An Algorithm to Recover Shredded Random Matrices
Caelan Atamanchuk, Luc Devroye, Massimo Vicenzo
TL;DR
The paper addresses reconstructing an $n\times n$ binary matrix from unordered multisets of its rows and columns under a random Bernoulli$(p)$ model. It introduces a two-part, trie-based algorithm: Part One uses a Hamming-weight partition of columns and sub-weight signatures to uniquely identify the row permutation (and hence the column order via a column trie) when possible; Part Two enumerates and validates residual row-permutations consistent with signature multiplicities, outputting permutation groups for columns when duplicates exist.
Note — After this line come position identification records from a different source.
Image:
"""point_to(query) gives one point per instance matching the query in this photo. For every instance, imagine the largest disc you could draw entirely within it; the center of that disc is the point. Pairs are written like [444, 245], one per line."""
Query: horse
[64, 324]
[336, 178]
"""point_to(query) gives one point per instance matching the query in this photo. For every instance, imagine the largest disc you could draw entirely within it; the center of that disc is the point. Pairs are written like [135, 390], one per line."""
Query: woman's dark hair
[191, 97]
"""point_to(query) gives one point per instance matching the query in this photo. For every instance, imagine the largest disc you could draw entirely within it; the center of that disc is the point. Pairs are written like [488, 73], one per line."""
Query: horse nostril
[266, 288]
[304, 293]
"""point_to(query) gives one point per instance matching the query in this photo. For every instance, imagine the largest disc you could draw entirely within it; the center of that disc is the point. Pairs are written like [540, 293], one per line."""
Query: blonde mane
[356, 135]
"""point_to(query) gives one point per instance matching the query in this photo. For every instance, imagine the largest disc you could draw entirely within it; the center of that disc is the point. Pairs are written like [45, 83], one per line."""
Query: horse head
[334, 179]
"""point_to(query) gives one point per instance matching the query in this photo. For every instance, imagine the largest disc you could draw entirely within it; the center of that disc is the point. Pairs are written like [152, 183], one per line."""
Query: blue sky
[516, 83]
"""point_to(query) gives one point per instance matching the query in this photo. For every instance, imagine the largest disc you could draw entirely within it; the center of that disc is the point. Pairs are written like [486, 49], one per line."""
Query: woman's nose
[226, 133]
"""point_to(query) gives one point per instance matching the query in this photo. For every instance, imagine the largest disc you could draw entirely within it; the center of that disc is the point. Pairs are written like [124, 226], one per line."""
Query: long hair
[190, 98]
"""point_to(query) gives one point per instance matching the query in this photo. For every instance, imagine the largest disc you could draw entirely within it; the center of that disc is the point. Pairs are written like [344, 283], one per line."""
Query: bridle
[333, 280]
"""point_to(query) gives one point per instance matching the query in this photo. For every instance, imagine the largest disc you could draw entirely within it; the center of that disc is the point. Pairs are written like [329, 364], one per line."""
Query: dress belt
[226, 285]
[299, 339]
The authors prove that for sufficiently large $p$, the algorithm runs in $O(n^2)$ time with high probability and in expectation, and they establish reconstructibility thresholds showing that a random matrix is reconstructible w.h.p. above $p \approx \frac{2\log n}{n}$, with stronger guarantees in denser regimes. These results connect reconstruction of shredded matrices to broader themes in graph reconstruction, canonization, and shotgun assembly, and they provide a concrete, efficient method for recovering original orderings in random settings.
Abstract
Given some binary matrix $M$, suppose we are presented with the collection of its rows and columns in independent arbitrary orderings. From this information, are we able to recover the unique original orderings and matrix? We present an algorithm that identifies whether there is a unique ordering associated with a set of rows and columns, and outputs either the unique correct orderings for the rows and columns or the full collection of all valid orderings and valid matrices. We show that there is a constant $c > 0$ such that the algorithm terminates in $O(n^2)$ time with high probability and in expectation for random $n \times n$ binary matrices with i.i.d.\ Bernoulli $(p)$ entries $(m_{ij})_{ij=1}^n$ such that $\frac{c\log^2(n)}{n(\log\log(n))^2} \leq p \leq \frac{1}{2}$.